1

I am trying to find some specific information in an XML tag and convert it to a json string. I have come up with the most convoluted solution, but it almost works. I just need to remove the whitespace and line breaks. I have tried however that results in even my values to run together.

Sample data:

<config>
  <derivedFrom>
    <courseName>Family and Medical Leave</courseName>
    <courseCode>FML</courseCode>
    <courseAuthor>Company 1</courseAuthor>
    <courseVersion>2.0.0</courseVersion>
    <importLocale>en-US</importLocale>
  </derivedFrom>
</config>

This is the sed code I am using:

sed -n '
    /<derivedFrom>/ {
    :a;
    N;
    /<\/derivedFrom>/!ba;
    s/.*<derivedFrom>//;
    s/<\/derivedFrom>//;
    s/<\/[a-zA-Z]*>/",/g;
    s/</"/g;
    s/>/":"/g;
    s/[[:space:]]//g;
    s/,$//g;
    p
    }'

And finally, here is my current output is "courseName":"FamilyandMedicalLeave","courseCode":"UBM2C","courseAuthor":"Alchemy","courseVersion":"2.0.021","importLocale":"en-US"

I know I need to replace [[:space:]] with something else as I don't want text in my quotes to run together, but I am stuck.

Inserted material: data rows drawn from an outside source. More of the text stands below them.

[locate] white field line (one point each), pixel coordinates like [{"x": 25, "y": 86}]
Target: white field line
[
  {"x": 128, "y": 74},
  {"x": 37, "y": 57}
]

For example: Family and Medical Leave should keep its spaces. There is probably also an easier way to do this with some XML to JSON script. However, I need to do this without needing to install anything else onto the servers.

Shawn Dibble
  • 177
  • 2
  • 15
  • Why re-invent the wheel when you can use the ones existing already https://github.com/hay/xml2json – Inian Jul 18 '18 at 14:57

2 Answers2

4

Note: I don't know all the details about xml and json. As you specify you cannot install a program, here's some steps using sed and paste that might help you. This is intended as guide and may not be full answer you are expecting, and assumes data format as shown in sample

Step 1: getting required lines (See How to select lines between two patterns? for details)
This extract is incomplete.